Audience – The prompt will refer to a specific audience like “your principal” or “your peers at school.” Your choice of language (diction) will depend upon your audience.
Purpose –The prompt will explain or refer to the topic you are to persuade others about. YOU MUST STAY ON TOPIC to score well.
Counter Argument – You MUST include the opposing viewpoint somewhere in your essay.
Outline/Pre-Write – ORGANIZE your writing structure FIRST!
Paragraph #1 – Opening Statements Attention Grabber – This draws your audience in as either an interrogative or exclamatory sentence (a question “?” or strong statement “!”)
Thesis –Your clear viewpoint (“I disagree with”, “I support”, “I am for”) on the writing task; includes a rephrase of the prompt.
Counter Argument – A “However,” statement briefly showing the opposite viewpoint.
General Overview of the Essay – Transition statement into the main body paragraph; briefly explains the general logic behind your position.
Paragraph #2 – The Main Body (Evidence and Logic) of Your Essay Topic Sentence – Your viewpoint, which includes your logic about your position.
Concrete Detail – A “For example,” statement’ stating your first fact or example supporting your viewpoint.
Commentary –A “This means that”, “This proves that”, or “In my opinion,” statement, which shows your logical opinion of how that fact supports your argument.
Concrete Detail – A “For example,” statement, stating your second fact or example supporting your viewpoint.

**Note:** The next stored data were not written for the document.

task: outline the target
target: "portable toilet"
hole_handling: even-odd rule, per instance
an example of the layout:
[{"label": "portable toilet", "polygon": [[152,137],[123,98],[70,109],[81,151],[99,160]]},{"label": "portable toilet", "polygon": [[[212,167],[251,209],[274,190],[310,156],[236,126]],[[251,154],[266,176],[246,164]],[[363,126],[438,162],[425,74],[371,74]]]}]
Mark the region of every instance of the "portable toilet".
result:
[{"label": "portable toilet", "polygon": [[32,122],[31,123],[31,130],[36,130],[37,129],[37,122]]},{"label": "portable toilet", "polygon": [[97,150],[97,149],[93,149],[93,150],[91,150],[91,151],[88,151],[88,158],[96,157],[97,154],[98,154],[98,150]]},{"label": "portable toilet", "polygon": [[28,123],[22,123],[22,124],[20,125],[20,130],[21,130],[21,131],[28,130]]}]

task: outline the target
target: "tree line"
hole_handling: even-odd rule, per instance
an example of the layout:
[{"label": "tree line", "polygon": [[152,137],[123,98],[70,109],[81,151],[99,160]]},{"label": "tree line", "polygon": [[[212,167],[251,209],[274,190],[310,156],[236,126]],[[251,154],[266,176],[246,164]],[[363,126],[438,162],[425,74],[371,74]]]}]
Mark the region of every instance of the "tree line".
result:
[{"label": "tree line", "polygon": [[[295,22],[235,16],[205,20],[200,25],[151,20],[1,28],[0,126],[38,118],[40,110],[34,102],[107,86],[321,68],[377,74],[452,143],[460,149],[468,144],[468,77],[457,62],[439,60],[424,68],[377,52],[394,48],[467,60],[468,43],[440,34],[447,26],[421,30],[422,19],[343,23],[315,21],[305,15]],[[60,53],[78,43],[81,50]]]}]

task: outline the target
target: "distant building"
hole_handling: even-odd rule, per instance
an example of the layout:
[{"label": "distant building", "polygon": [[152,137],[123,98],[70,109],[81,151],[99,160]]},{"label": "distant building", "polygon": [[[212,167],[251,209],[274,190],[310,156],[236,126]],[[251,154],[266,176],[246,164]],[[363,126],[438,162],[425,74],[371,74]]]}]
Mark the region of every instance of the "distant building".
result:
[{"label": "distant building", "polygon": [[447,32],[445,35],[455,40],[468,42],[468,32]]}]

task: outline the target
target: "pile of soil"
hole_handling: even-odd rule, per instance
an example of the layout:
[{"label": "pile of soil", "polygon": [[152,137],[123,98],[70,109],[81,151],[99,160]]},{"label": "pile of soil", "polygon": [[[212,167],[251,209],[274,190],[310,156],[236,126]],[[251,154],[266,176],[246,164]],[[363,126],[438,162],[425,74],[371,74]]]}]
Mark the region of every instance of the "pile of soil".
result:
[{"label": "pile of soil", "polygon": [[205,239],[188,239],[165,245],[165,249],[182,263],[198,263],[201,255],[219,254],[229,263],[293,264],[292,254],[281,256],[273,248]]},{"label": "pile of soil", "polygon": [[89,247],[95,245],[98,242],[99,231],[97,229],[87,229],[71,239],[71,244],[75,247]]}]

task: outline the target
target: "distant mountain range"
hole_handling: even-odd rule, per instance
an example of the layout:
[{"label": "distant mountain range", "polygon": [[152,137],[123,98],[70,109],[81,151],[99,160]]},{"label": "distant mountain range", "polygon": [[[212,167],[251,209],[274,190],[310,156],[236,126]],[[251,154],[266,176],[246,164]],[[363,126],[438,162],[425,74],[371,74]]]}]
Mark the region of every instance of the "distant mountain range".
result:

Commentary – A “This means that”, “This proves that”, or “In my opinion,” statement, which shows your logical opinion of how that fact supports your argument.
Transition Counter Argument –This statement should strongly “bash” the opposing viewpoint with your strong commentary leading in to your conclusion.
Paragraph #3 – Strong Concluding Statements (The Wrap Up) Rephrase of Thesis – A stronger, more emotional rephrasing of your thesis.
Details Summary – A summary of your evidence that you have shown.
Concluding Logic/Call to Action – Your strong, logical opinion asking for the audience to take action on your issue.